One of the most promising cannabis related bills currently sitting in Congress is the Secure And Fair Enforcement (SAFE) Banking Act, which was introduced by Senators Jeff Merkley (D-OR) and Cory Gardner (R-CO). If passed, the bill would allow banks, credit unions, and insurance companies to provide financial services to legal cannabis businesses without fear of repercussions from the federal government.
Since cannabis is still prohibited under federal law, any financial institution that does business with the industry could be charged with engaging in criminal activity. Even though 10 states allow recreational use and another 23 have legalized medical marijuana, all state-licensed cannabis businesses are illicit drug traffickers in the eyes of federal law, so it's not surprising that banks are leery of working with them.
But that could change with the SAFE Banking Act, which would not only allow financial institutions to treat members of the cannabis industry like any other business but also make cannabis cheaper for the consumer.
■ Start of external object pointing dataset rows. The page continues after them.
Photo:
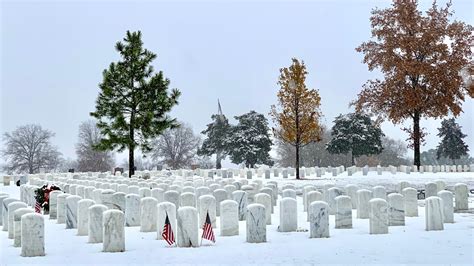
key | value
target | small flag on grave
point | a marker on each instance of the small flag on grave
(207, 232)
(168, 232)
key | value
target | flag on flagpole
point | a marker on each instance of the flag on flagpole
(168, 232)
(37, 207)
(207, 232)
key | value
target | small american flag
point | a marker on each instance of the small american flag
(168, 232)
(207, 232)
(37, 207)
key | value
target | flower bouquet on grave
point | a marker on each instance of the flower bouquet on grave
(42, 197)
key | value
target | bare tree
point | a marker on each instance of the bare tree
(28, 148)
(89, 159)
(176, 147)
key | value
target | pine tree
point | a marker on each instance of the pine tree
(420, 57)
(357, 134)
(452, 145)
(298, 117)
(217, 134)
(250, 141)
(133, 102)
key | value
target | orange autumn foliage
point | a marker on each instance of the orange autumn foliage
(297, 116)
(420, 57)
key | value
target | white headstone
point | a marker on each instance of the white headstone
(318, 219)
(241, 198)
(207, 204)
(448, 207)
(132, 210)
(229, 218)
(256, 225)
(71, 211)
(378, 221)
(434, 213)
(164, 209)
(188, 231)
(461, 195)
(363, 208)
(12, 207)
(431, 189)
(343, 213)
(114, 231)
(32, 235)
(266, 201)
(288, 215)
(396, 209)
(148, 214)
(17, 225)
(83, 216)
(95, 223)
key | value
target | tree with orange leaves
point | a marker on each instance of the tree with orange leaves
(297, 115)
(420, 57)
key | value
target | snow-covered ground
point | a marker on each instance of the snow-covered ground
(409, 244)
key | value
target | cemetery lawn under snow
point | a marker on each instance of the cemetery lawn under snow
(404, 244)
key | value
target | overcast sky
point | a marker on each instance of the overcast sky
(53, 54)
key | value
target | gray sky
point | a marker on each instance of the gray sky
(53, 54)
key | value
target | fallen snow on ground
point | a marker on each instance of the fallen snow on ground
(409, 244)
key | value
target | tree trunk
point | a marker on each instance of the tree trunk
(416, 138)
(297, 162)
(218, 160)
(131, 147)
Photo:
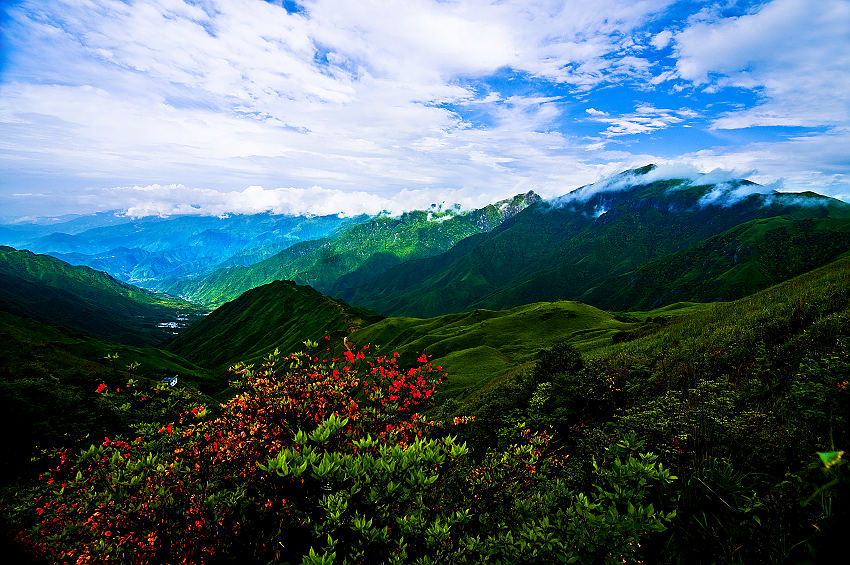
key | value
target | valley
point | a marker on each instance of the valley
(706, 324)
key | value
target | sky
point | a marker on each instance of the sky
(324, 106)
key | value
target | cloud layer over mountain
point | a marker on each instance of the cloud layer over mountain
(354, 102)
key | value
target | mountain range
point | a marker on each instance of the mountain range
(706, 320)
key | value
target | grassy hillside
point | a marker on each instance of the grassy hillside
(280, 314)
(52, 291)
(550, 252)
(357, 255)
(738, 262)
(479, 346)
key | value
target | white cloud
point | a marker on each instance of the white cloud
(794, 52)
(346, 95)
(645, 119)
(662, 39)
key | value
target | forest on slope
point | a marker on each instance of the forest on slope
(552, 431)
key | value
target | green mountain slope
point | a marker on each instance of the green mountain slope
(154, 251)
(479, 346)
(48, 375)
(280, 314)
(560, 251)
(52, 291)
(738, 262)
(357, 255)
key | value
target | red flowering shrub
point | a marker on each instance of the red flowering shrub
(180, 492)
(316, 461)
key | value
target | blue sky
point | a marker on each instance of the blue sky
(320, 106)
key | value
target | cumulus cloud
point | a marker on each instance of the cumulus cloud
(169, 200)
(793, 52)
(645, 119)
(726, 181)
(386, 98)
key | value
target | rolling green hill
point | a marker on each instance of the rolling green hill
(479, 346)
(280, 314)
(52, 291)
(563, 249)
(738, 262)
(357, 255)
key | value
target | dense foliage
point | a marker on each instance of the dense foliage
(358, 254)
(330, 460)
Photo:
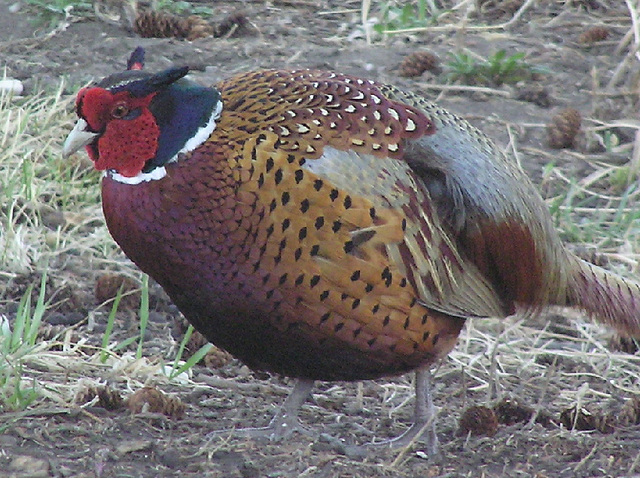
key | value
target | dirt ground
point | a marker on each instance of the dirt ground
(549, 365)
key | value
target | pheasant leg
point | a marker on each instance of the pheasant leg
(424, 416)
(285, 422)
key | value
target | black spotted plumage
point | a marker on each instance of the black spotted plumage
(324, 226)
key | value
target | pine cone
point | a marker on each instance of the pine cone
(152, 400)
(594, 35)
(563, 128)
(153, 24)
(417, 63)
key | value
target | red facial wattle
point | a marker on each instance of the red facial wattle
(128, 132)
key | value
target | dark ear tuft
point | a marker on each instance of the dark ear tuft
(151, 84)
(136, 60)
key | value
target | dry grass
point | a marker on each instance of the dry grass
(50, 219)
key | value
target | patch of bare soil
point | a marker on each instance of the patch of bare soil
(540, 378)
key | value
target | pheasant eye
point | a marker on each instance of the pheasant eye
(119, 110)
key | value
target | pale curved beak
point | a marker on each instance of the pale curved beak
(78, 138)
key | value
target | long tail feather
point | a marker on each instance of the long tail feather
(609, 298)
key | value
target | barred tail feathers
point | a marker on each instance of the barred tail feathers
(609, 298)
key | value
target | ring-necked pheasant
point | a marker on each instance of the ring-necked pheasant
(326, 227)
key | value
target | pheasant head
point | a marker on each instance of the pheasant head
(133, 123)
Right now, the few financial institutions that deal with the marijuana industry charge their cannabis clients much bigger fees than they do for clients from other industries. Those institutions are also few and far between, meaning that businesses often need to travel long distances just to conduct banking.
"It's not a very competitive marketplace," David O'Brien - Executive Director of the Massachusetts Cannabis Business Association - told The Boston Globe. "Every other type of business is able to bank within its region, and more often than not, within the same town."
Because of that extra hassle and the additional fees, licensed retailers have to sell cannabis at higher prices in order to recoup the cost of doing business, according to Brandon Pollock, CEO of the Massachusetts dispensary Theory Wellness. Pollock says that if the feds could find a way to make banking more accessible and affordable for dispensaries, the cost of cannabis would drop substantially.
"Getting access to more conventional financing would let us grow much quicker, and that would lower the prices we offer to consumers, too. Marijuana prices in Massachusetts are high, in part, because marijuana businesses have such high borrowing costs."
So passing the SAFE Banking Act would be a win for consumers as well as cannabis businesses, who would no longer need to drive duffel bags of cash over to tax collectors in order to avoid running afoul of the IRS.
Right now, it looks like the SAFE Banking Act stands a decent chance of passing. It has 20 bipartisan sponsors in the Senate, it recently made it through a key subcommittee, and even Treasury Secretary Steven Mnuchin has voiced support for the bill.
If it does pass, legal cannabis might actually be able to compete with the black market in legal states. Now wouldn't that be a treat?